Туманно-болотистые глаза Джейниса смотрели прямо на нее. «Рассуждения, поиск выгодного пути – не твое, Йонсу, – говорили они. – Ты пытаешься выглядеть хорошим организатором, но мы оба знаем, какого труда это стоит. Предоставь все мне».
– Хорошо, – медленно согласилась Йонсу. – Я согласна. Мы делим империю между…
– Мной, тобой, Нитсу, братом и сестрой Санурите, Рейн и Кестрель. Верберг принадлежит Ленроям, не будем отбирать.
– Не уверена, что все согласятся.
– Согласятся.
Теперь настал черед Йонсу внимательно смотреть на Джея.
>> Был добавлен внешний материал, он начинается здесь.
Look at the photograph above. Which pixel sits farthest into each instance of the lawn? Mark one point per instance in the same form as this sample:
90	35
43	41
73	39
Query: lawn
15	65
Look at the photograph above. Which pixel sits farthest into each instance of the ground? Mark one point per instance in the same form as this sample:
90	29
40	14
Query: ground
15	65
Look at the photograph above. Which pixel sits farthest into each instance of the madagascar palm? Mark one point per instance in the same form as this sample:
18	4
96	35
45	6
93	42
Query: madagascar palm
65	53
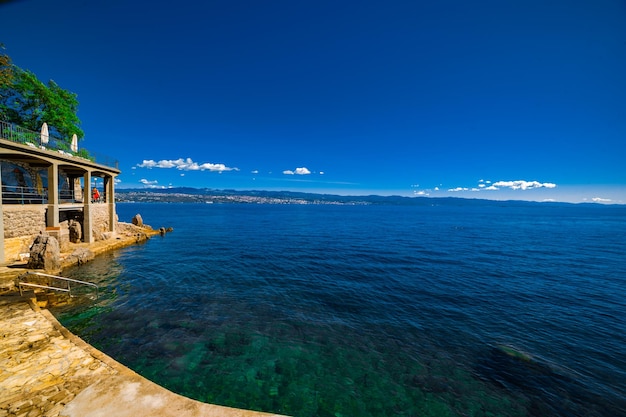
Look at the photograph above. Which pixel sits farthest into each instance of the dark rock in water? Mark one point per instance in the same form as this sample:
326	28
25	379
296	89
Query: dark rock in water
137	220
45	254
551	390
81	256
76	231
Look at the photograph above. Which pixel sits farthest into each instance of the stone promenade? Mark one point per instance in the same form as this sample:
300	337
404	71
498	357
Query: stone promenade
47	371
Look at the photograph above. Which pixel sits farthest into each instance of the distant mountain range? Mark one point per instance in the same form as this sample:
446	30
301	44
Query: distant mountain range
207	195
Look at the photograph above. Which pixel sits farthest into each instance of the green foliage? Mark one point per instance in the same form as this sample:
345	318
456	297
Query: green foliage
6	69
27	102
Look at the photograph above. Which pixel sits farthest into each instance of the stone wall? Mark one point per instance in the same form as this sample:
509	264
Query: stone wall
100	220
26	220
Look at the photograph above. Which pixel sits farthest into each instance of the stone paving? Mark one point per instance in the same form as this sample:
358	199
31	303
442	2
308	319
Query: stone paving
47	371
40	370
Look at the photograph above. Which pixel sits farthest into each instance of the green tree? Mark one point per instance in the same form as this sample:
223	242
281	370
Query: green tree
6	69
26	101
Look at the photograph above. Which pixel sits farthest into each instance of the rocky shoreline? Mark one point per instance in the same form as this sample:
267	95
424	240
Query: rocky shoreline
45	370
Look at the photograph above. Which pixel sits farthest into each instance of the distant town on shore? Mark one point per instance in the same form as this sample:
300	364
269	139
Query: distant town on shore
214	196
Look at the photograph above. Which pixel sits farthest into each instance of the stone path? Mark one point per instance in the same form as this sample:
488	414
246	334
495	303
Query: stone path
47	371
40	370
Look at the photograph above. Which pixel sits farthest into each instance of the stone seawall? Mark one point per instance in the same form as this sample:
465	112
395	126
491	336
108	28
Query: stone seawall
26	220
45	370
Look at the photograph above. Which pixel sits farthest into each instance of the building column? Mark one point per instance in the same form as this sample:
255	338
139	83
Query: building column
53	196
2	257
109	183
87	222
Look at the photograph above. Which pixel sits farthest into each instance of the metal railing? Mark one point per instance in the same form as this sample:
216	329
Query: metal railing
18	134
12	194
22	195
66	289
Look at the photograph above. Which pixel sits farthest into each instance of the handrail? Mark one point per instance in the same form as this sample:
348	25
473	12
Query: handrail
41	274
18	134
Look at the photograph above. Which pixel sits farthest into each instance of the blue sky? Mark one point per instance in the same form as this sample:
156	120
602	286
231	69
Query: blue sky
487	99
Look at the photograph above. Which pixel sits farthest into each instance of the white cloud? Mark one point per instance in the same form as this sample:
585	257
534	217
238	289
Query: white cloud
151	184
523	185
185	165
298	171
484	185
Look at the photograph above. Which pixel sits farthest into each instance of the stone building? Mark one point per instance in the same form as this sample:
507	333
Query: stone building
44	189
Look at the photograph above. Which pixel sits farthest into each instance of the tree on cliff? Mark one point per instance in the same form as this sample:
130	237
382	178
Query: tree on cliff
27	102
6	72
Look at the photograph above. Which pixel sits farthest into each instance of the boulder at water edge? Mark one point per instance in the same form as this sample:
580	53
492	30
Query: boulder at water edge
45	254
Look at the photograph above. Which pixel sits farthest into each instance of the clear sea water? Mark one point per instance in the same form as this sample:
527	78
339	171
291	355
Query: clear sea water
309	310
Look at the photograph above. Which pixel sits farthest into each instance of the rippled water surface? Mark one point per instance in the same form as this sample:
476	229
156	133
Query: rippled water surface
468	310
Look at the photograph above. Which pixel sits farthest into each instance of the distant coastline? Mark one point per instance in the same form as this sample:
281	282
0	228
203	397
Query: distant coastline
214	196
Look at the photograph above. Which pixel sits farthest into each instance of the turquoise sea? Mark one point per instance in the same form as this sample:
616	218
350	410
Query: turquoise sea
449	309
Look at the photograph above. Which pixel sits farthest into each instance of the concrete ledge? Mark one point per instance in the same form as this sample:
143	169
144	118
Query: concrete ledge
45	370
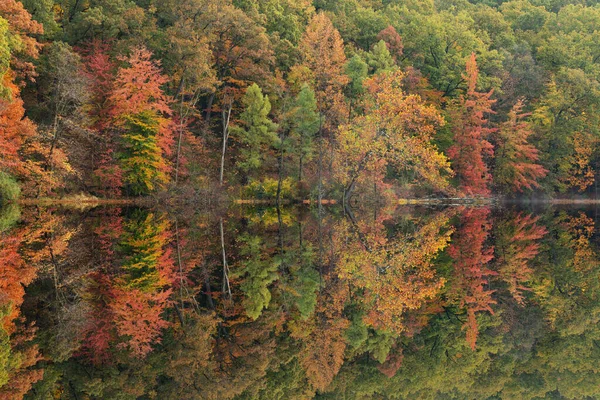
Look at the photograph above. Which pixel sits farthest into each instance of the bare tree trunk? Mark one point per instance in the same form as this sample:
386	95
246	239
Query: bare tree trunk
226	286
280	178
320	165
226	118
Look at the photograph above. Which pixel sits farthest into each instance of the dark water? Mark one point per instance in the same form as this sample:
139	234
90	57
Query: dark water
413	303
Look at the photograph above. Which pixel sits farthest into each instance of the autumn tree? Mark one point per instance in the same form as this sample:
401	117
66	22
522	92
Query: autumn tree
255	131
470	133
516	159
517	245
393	41
141	112
304	121
322	52
471	256
396	130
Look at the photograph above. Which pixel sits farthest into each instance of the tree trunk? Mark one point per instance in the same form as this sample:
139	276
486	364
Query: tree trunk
226	118
226	286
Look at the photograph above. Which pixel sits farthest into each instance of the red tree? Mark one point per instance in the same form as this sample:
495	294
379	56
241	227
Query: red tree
516	158
470	135
471	257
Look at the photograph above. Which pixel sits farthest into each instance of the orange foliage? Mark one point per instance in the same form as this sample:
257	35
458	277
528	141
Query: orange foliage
471	256
322	50
517	245
21	26
470	135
Ее глаза говорили: «Ты не понимаешь людей и только делаешь вид. Ты пытаешься показаться человеком, который их понимает. В них разбираюсь я. Предоставь мне».
– Нитсу останется с вампирами и никого не будет слушать. Рейн не покинет Астрею. Санурите осели в Аливьен-иссе, и едва ли мы убедим их в чем-то.
– Не нужно переубеждать, – отрезал Джейнис. – Нитсу – в Браас, Рейн защитит север, Оскар и Саманта – Аливьен-иссе и Сантурию рядом, ты выберешь Веневер, я знаю.
– Да. Веневер. А ты?
– Айлир-иссе.
– Он ведь даже не город.
– Пусть, – припечатал Джейнис. – Вокруг Айлир-иссе полно деревень. К тому же я смогу видеть все, что происходит к западу от гор. Там прекрасная обзорная площадка. Йонс, – вдруг совсем другим голосом добавил он. – Ты ничего не слышишь?
Оба задержали дыхание. Где-то слева шелестели крылья – Джейнис и Йонсу синхронно повернули головы. «Летучие мыши? – подумала она. – Нет, вряд ли. Бабочки? Стрекозы? Моль?» Джей шагнул в сторону попорченных огнем штор, грудой сваленных у оконной рамы, и бросил взгляд на Йонсу. Та кивнула – шторы оказались безжалостно отброшены в сторону, и, практически сразу, Джейнис схватился за лицо. Кричать он не стал, но Йонс внутренне сжалась от его боли – та отдалась по ней эхом.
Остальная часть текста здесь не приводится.